I have brought this up before, usually to howls of anger, but…. I’ve spent my adult life in lefty spaces (media, academia, and activism), and have been surrounded by people who embrace non-traditional masculinity and endlessly critique the traditional form. And those gay men and straight women among them? Yeah, they almost inevitably liked traditionally masculine men when it came to sex and romance. The mind conceives but the body desires. I’d go to academic conferences and see women give impassioned presentations about how conventional masculinity is rape culture, but then later that night at the mixer they weren’t exactly rushing to flirt with the sensitive 5’7 guys. Because you don’t choose who you’re attracted to.

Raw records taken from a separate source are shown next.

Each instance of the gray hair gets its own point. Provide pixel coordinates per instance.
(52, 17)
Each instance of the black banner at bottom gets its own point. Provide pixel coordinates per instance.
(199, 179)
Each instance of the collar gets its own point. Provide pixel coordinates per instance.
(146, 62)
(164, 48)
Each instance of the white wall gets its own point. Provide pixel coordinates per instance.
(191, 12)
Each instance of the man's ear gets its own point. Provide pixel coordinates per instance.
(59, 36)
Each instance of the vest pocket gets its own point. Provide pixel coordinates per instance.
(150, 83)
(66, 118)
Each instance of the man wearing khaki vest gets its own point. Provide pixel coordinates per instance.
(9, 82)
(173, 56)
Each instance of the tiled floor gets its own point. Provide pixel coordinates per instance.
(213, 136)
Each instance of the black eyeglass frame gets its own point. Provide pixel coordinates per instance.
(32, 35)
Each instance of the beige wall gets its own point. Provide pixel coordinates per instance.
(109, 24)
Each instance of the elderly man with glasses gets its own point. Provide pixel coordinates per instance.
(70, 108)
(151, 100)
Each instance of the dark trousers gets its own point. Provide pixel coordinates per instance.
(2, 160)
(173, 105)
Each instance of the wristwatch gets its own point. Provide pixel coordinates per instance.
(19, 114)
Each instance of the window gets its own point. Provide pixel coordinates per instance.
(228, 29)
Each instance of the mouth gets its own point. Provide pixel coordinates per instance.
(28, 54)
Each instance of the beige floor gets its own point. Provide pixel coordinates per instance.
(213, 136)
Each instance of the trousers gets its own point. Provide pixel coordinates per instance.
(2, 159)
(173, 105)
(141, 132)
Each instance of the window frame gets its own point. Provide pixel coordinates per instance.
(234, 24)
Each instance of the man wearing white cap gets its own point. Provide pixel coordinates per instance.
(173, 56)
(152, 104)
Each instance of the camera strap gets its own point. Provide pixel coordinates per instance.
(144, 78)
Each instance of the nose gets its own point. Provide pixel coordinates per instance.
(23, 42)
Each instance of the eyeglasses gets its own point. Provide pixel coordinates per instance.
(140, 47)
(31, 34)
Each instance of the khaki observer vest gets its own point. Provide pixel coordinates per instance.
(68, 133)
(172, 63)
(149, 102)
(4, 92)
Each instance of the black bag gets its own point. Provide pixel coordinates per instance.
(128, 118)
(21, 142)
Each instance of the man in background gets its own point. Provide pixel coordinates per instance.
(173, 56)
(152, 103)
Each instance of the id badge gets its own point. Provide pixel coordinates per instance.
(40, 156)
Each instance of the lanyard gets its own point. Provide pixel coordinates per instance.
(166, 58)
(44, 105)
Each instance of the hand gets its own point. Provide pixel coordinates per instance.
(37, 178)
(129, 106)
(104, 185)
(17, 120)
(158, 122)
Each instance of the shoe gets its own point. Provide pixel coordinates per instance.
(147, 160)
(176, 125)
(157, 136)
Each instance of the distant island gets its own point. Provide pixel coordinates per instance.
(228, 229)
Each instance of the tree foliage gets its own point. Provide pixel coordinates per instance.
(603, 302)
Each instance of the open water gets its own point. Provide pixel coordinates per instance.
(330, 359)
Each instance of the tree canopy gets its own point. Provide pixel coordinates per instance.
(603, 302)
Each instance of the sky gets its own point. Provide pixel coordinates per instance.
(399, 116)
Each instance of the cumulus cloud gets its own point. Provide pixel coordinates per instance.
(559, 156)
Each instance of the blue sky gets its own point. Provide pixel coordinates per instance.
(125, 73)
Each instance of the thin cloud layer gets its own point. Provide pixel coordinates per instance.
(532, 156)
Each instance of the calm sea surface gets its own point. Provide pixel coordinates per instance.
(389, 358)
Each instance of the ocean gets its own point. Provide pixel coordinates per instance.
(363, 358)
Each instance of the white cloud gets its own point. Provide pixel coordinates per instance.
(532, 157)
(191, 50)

I’m all for diversifying the bodies we see in media, but we have to always bear in mind that no one can control who they’re attracted to and there’s nothing deficient about a man who isn’t attracted to a particular fat woman. I think it’s great to highlight different kinds of bodies, but it’s great because bodies are attractive in different ways – we’re still bowing to the god of being hot, who will never be woke. Widening concepts of sexiness represent progress, but not feminist progress. It’s not some blow struck against patriarchy or whatever. (I assure you that patriarchy is not threatened by sad guys jacking off to heavier models than they used to.) And it’s a symptom of a broader cultural addiction to trying to shoehorn every last development in human society into some reductive social justice frame that doesn’t fit. “There’s more ways to be attractive than our society has traditionally recognized, and actually a lot of guys find some fat women very hot” is a perfectly progressive and coherent message, a good one. Far better, anyway, than the mental gymnastics that people try to perform to somehow make hotness subject to the demand for equality and justice.
As you know, I’m someone who believes that, for example, some lucky people are born inclined to be smart, or good at making music, or with an artist’s temperament. Some people deeply disagree. But nobody I’m aware of doubts that some people are just born beautiful, and life for the beautiful is not the same as life for the rest of us. We’re all dealt a hand, and we play it. Why can’t we accept that simple wisdom?